El presente se le va de las manos. Es como si hubiera deseado ser Bowie (o su fantástico Ziggy Stardust, ser un starman), pero estuviera preso de sus fantasmas (de su incapacidad de lidiar con la realidad, de habitarla sin sentirse un fantasma aislado en su extrañado yo), como Jim Morrison, de quién hereda en su música esa letanía recitativa y poseída, aunque más cercana en sus acordes a la Velvet Underground, también entregándose intensamente en los conciertos, cual si estuviera en trance, como quisiera hacer en su vida. Por eso, cuando no puede con ésta, o no sabe cómo controlarla, o qué decisiones tomar, tampoco puede ya entregarse en el escenario. Sufre un cortocircuito, o colapso nervioso. Piden mucho de él (o es lo que siente), en la vida y en el escenario, pero él no puede más, o no sabe cómo articularse sin sentir que se desgasta como si más bien se desintegrara (como un sistema eléctrico que ya no puede resultar efectivo). Por eso quizás soñaba con poder haber sido, sencillamente, una serigrafía de Andy Warhol. Todo más simple y más claro. Que se ahorcara con la cuerda que se utilizaba para colgar la ropa en el techo quizás representara cómo no pudo con la existencia, con la vida cotidiana, con la toma de decisiones sin quedarse paralizado. Así de aislado, y desvalido, se sentía, y así era tan intensa su música (como si se mantuviera en una constante tensión que anuncia una inminente explosión que no se produce), a la que se entregaba con esos espasmódicos movimientos en el escenario, como si por un momento se transcendiera y liberara siendo pura energía. Quizás si hubiera creado un personaje como hizo Bowie con Ziggy Stardust lo hubiera también matado como hizo Bowie, pero Ian era su propio personaje, o quizás no lo tenía, sólo su desconcierto (¿Quién soy yo?).

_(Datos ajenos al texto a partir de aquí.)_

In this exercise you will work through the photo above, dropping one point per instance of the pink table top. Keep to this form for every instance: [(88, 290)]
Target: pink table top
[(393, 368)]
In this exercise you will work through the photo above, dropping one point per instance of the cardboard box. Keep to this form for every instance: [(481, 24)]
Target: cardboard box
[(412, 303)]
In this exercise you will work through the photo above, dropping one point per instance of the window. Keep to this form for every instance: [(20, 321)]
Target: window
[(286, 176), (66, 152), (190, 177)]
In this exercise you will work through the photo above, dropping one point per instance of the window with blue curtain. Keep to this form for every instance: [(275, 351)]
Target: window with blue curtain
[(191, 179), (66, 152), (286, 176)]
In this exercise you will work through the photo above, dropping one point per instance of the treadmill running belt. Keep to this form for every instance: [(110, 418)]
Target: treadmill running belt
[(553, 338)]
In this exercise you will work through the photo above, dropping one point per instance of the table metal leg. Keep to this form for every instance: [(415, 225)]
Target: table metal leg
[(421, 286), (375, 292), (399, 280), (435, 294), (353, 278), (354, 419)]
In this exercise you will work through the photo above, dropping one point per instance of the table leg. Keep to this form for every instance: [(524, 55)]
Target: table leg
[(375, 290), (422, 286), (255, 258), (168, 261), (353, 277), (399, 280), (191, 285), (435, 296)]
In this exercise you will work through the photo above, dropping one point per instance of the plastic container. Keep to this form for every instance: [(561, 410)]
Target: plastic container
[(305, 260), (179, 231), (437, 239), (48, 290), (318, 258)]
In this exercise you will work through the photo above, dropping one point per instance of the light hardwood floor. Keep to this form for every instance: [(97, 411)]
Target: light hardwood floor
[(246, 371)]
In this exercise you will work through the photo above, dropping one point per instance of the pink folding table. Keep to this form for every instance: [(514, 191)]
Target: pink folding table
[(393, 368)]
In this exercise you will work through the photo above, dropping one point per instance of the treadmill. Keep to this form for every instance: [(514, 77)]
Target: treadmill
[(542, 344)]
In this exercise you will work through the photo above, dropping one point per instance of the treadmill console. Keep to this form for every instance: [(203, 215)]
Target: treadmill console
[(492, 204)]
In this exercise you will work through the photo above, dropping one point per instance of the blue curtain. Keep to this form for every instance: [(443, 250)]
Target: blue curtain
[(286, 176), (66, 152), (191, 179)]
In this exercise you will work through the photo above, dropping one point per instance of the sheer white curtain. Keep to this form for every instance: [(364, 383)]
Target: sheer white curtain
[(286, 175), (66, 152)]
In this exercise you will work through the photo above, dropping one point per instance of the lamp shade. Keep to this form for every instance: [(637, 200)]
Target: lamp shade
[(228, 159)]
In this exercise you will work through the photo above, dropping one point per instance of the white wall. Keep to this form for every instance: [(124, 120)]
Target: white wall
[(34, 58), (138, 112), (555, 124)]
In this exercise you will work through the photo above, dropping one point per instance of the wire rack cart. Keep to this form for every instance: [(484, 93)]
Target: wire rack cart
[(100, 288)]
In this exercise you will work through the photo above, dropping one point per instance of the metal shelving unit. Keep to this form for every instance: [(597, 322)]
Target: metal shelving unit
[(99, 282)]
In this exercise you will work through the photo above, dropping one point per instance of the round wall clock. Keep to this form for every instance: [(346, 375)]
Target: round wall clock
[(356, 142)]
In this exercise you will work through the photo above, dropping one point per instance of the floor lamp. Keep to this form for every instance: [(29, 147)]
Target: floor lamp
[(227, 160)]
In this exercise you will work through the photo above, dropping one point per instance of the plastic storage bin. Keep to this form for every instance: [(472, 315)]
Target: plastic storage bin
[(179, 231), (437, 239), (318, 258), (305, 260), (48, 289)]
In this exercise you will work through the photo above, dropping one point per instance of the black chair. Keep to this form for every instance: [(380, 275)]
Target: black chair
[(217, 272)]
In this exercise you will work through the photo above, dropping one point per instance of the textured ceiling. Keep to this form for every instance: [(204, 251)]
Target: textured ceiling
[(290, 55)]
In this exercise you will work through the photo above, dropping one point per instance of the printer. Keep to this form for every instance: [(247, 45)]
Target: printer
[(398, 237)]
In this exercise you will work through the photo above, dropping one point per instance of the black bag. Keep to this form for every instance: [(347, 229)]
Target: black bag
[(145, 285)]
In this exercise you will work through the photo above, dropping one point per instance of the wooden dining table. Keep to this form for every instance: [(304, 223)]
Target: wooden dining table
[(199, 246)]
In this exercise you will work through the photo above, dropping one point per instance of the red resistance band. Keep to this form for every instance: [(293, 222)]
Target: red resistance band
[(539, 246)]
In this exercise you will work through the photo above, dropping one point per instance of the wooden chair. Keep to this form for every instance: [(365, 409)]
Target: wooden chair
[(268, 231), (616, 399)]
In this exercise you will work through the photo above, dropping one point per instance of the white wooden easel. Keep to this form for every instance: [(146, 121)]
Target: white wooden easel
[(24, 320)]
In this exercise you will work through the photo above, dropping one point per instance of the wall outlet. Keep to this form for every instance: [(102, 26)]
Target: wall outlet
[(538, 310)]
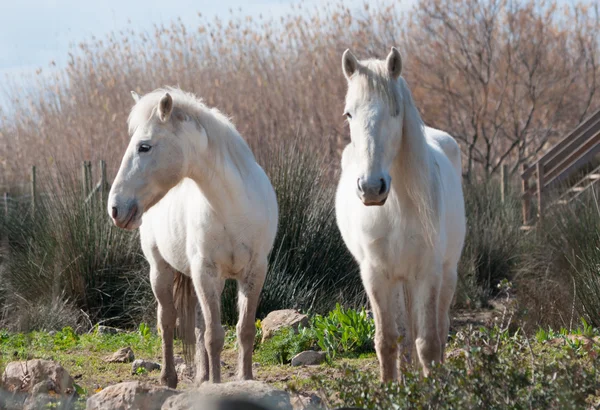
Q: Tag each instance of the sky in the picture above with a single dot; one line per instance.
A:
(35, 32)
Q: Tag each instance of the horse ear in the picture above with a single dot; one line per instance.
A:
(349, 63)
(165, 107)
(394, 63)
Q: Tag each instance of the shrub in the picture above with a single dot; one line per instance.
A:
(310, 268)
(510, 375)
(68, 266)
(344, 331)
(574, 237)
(284, 345)
(492, 247)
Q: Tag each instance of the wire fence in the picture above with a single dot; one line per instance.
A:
(31, 199)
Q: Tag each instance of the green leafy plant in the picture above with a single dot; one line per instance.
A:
(144, 330)
(66, 338)
(344, 331)
(285, 344)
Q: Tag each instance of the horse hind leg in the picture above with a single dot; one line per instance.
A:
(202, 370)
(405, 327)
(248, 295)
(447, 290)
(425, 298)
(209, 287)
(381, 296)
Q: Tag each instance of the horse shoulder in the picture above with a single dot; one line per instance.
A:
(447, 144)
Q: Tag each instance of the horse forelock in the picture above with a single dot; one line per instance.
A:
(223, 138)
(418, 177)
(373, 78)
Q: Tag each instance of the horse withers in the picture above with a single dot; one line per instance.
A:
(209, 214)
(400, 209)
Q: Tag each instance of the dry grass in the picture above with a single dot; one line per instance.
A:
(281, 78)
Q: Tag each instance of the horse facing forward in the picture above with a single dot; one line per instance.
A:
(209, 214)
(400, 209)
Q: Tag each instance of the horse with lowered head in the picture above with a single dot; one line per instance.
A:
(209, 214)
(400, 209)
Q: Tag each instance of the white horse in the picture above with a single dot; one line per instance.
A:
(209, 214)
(400, 210)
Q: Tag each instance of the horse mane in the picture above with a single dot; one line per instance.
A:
(415, 168)
(223, 137)
(374, 78)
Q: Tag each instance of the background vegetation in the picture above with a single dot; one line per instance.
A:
(509, 78)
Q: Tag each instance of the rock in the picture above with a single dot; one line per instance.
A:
(207, 396)
(130, 396)
(43, 387)
(107, 330)
(308, 358)
(279, 319)
(306, 402)
(144, 364)
(123, 355)
(32, 374)
(184, 371)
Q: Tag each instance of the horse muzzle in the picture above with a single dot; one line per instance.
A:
(126, 217)
(373, 191)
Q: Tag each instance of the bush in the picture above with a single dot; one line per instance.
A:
(344, 331)
(310, 268)
(493, 243)
(68, 266)
(514, 375)
(284, 345)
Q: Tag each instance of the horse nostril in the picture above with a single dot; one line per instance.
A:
(359, 186)
(382, 189)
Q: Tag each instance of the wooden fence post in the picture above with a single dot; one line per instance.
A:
(33, 190)
(503, 182)
(102, 182)
(539, 169)
(86, 178)
(526, 197)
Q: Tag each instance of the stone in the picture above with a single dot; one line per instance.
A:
(307, 402)
(107, 330)
(144, 364)
(280, 319)
(123, 355)
(131, 396)
(308, 358)
(33, 374)
(184, 371)
(254, 394)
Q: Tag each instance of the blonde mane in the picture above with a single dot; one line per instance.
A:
(223, 138)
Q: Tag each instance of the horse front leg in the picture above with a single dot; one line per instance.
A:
(161, 279)
(209, 287)
(381, 293)
(425, 292)
(405, 327)
(248, 294)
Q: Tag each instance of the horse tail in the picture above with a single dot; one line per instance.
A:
(185, 299)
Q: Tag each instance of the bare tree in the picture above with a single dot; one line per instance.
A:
(506, 78)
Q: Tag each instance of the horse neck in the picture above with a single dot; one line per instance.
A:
(415, 177)
(221, 171)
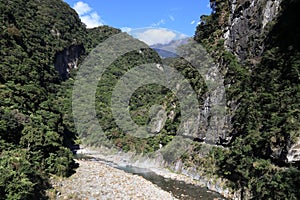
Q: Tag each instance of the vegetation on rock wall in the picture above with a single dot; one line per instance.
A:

Control se define por su condición paradójica, o tensión irresuelta entre la ligereza un fantasma que no acaba de encarnarse en el tiempo y la gravedad del cuerpo que no se libera, orquestada por una serena mirada de casi entomólogo documentalista aplicada a un mundo interior, o a esa frontera que revela el desencuentro entre éste y el afuera. ¿Es él un fantasma o la realidad?. Si la emoción surge espontánea, palpable pero escueta, como si emanara de los huecos de la narración, el humor brota con ese aire impávido y desapegado que tenía el rostro y el cine de Buster Keaton, y no exento de vitalidad. Véase su paseo dirigiéndose a su trabajo en el Servicio social, ajustándose su traje, como quien no abandona su elegante seña de distinción, hasta que dobla la esquina, y vemos que en la espalda está escrito hate (odio). También se pueden rastrear reminiscencias del cine de Terence Davies, vivencias desubicadas, aquí en Manchester, allí en Liverpool, en Voces distantes (1988) o El largo día acaba (1991), pero con el distante, contenido en emoción que no gélido, tratamiento de su acercamiento al mundo de Edith Wharton, en La casa de la alegría (2000). Corbijn, posteriormente, realizará dos notables obras, El americano (2010), con otro espectro en una realidad definida por la incertidumbre, y Life (2015), con un protagonista, James Dean, en proceso de desaparecer en su propia imagen, en su propia condición de icono, y otro, el fotógrado encarnado por Robert Pattinson, quien se siente una sombra que aspira a iluminarse con la estrella de cine en ciernes, y la excelente El hombre más buscado (2014), con otro protagonista en un progresivo proceso de desaparición en los márgenes de una realidad atropellada por la maraña de unas ficciones.